Activités terroristes et augmentation de dépenses militaires et sécurité

«La recrudescence du terrorisme dans la région du Sahel ne fait qu’aggraver les difficultés qui existent dans la sous-région déjà aux prises avec des taux de pauvreté élevés, des vulnérabilités liées au changement climatique et de graves pénuries en capital physique et humain. En plus des coûts humains (environ 30 millions de personnes vivent dans l’insécurité alimentaire et 5 millions sont réfugiées ou déplacées dans leurs propres pays), les activités terroristes ont entraîné une augmentation des dépenses militaires et sécuritaires. Couvrir les dépenses supplémentaires tout en assurant la stabilité macroéconomique, la viabilité de la dette et le maintien des marges de manœuvre nécessaires aux autres dépenses requises pour une croissance forte et durable représente un défi de taille. La plupart des pays du Sahel ont connu une flambée du terrorisme à des moments différents et les répercussions budgétaires et économiques ont frappé la région de façon asynchrone.
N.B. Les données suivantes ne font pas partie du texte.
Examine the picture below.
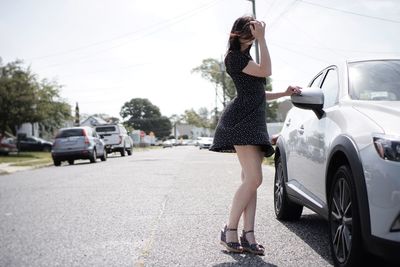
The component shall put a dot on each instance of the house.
(92, 121)
(181, 129)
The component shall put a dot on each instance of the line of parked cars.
(90, 143)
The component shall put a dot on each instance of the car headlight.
(388, 148)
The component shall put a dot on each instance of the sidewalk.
(7, 168)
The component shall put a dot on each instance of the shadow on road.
(244, 260)
(313, 230)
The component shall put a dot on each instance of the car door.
(317, 136)
(297, 148)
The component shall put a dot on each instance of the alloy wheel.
(341, 220)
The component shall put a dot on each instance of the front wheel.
(285, 209)
(104, 157)
(93, 158)
(344, 221)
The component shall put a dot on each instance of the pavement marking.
(148, 246)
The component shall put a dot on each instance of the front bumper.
(382, 178)
(69, 155)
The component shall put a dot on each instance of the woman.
(242, 128)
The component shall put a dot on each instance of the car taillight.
(388, 148)
(86, 137)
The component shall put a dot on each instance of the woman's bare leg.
(249, 213)
(246, 195)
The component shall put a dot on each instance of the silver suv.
(77, 143)
(116, 138)
(339, 155)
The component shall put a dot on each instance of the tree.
(77, 119)
(213, 71)
(24, 99)
(142, 114)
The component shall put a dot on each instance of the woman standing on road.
(242, 128)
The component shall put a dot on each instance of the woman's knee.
(253, 182)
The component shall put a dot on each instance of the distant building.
(92, 121)
(191, 131)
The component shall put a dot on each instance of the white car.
(339, 155)
(116, 138)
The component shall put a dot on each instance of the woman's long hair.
(240, 29)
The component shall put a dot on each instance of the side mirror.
(310, 98)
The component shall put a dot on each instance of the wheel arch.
(345, 151)
(280, 152)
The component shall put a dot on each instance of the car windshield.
(105, 129)
(69, 133)
(375, 80)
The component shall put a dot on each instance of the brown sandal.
(255, 248)
(230, 246)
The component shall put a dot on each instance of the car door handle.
(301, 129)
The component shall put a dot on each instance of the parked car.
(78, 143)
(116, 138)
(32, 143)
(339, 155)
(205, 142)
(167, 143)
(7, 145)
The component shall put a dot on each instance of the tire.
(122, 151)
(104, 157)
(285, 209)
(344, 222)
(93, 158)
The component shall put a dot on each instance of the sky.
(104, 53)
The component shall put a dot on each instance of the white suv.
(116, 138)
(339, 155)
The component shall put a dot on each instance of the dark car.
(34, 144)
(78, 143)
(7, 145)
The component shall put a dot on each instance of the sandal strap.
(247, 232)
(229, 229)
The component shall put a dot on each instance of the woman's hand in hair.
(258, 29)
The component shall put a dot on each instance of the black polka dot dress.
(243, 120)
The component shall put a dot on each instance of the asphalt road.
(162, 207)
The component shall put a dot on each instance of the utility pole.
(253, 2)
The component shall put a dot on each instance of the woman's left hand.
(293, 90)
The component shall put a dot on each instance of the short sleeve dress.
(243, 121)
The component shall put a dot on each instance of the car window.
(330, 87)
(104, 129)
(316, 81)
(69, 132)
(377, 80)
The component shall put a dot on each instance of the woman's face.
(246, 42)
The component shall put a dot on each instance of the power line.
(302, 53)
(349, 12)
(167, 23)
(313, 38)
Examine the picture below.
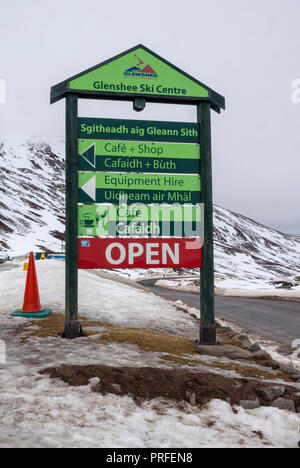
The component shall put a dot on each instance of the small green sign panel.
(138, 188)
(139, 220)
(145, 130)
(132, 156)
(139, 72)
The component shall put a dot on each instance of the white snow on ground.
(36, 411)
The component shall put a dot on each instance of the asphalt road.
(275, 320)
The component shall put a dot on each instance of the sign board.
(139, 220)
(164, 196)
(138, 165)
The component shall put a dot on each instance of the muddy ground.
(179, 385)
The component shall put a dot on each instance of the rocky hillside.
(32, 218)
(31, 196)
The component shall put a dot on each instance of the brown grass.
(179, 350)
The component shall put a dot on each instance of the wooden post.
(72, 325)
(207, 306)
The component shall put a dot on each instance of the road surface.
(275, 320)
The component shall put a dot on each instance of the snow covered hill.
(32, 218)
(31, 196)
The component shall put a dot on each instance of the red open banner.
(139, 252)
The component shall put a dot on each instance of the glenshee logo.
(145, 72)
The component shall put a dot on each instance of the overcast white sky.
(247, 50)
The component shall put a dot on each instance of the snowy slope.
(246, 249)
(32, 217)
(38, 412)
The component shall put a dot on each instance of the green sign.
(144, 130)
(138, 188)
(139, 220)
(132, 156)
(139, 72)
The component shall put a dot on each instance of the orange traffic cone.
(31, 297)
(31, 306)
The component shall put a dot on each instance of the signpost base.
(72, 329)
(208, 334)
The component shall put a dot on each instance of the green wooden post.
(207, 324)
(72, 326)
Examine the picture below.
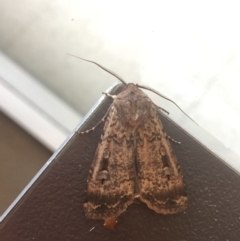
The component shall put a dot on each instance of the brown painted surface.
(53, 208)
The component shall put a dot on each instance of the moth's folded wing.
(112, 178)
(159, 177)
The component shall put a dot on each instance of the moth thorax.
(133, 110)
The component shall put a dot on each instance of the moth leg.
(160, 108)
(93, 128)
(171, 139)
(108, 95)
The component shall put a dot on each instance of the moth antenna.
(104, 68)
(93, 128)
(166, 98)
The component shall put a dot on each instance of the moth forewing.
(133, 160)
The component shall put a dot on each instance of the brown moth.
(134, 160)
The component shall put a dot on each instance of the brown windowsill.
(53, 207)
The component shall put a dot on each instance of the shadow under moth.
(134, 160)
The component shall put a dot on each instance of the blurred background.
(187, 50)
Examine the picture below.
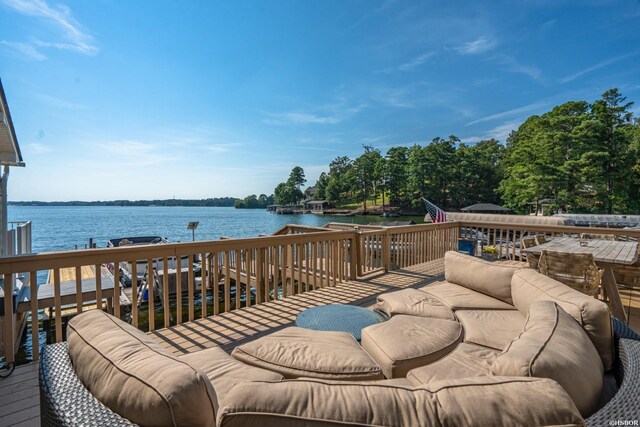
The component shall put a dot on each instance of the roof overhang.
(9, 149)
La part des dépenses militaires sur l’ensemble des dépenses publiques a augmenté et, dans le même temps, les pays du Sahel producteurs de produits de base ont accusé une baisse considérable des recettes fiscales, car les cours du pétrole et de l’uranium se sont effondrés. Au-delà des coûts budgétaires directs, le climat des affaires s’est dégradé : du fait du terrorisme, le coût des affaires a connu une hausse plus marquée ces dernières années dans la plupart des pays du Sahel. Parallèlement, le soutien des partenaires au développement est en baisse.
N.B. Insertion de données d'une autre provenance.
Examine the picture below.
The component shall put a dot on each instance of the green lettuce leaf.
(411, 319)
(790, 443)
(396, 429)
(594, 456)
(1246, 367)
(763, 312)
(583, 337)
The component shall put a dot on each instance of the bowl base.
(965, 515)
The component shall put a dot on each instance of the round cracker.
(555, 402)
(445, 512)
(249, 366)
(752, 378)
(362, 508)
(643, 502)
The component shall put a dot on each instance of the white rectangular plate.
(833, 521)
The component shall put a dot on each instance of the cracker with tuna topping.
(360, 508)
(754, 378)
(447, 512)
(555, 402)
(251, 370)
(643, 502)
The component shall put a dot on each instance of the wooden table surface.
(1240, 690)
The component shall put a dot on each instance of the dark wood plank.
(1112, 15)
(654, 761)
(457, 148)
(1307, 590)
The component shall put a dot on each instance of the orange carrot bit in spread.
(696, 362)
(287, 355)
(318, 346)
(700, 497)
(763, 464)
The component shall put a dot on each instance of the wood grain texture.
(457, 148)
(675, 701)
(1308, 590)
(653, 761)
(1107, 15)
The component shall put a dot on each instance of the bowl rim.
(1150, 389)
Dans ce contexte, les pays du Sahel doivent poursuivre leurs objectifs de développement pour assurer une croissance élevée et durable. Les efforts devront être centrés sur la création de marges de manœuvre budgétaires en faveur des dépenses prioritaires dans les domaines de la sécurité, des programmes sociaux et des infrastructures ; ce qui est essentiel pour dynamiser la croissance à long terme, favoriser une plus grande inclusion et rehausser le niveau de vie de la population, afin de briser le cycle de l’extrémisme et de la violence.


L’Afrique subsaharienne peut-elle rattraper son retard ?

«Il est impératif de faire de la reprise actuelle une période de croissance de longue durée, afin d’assurer une amélioration durable du niveau de vie et des indicateurs de développement social», prévient le rapport du FMI.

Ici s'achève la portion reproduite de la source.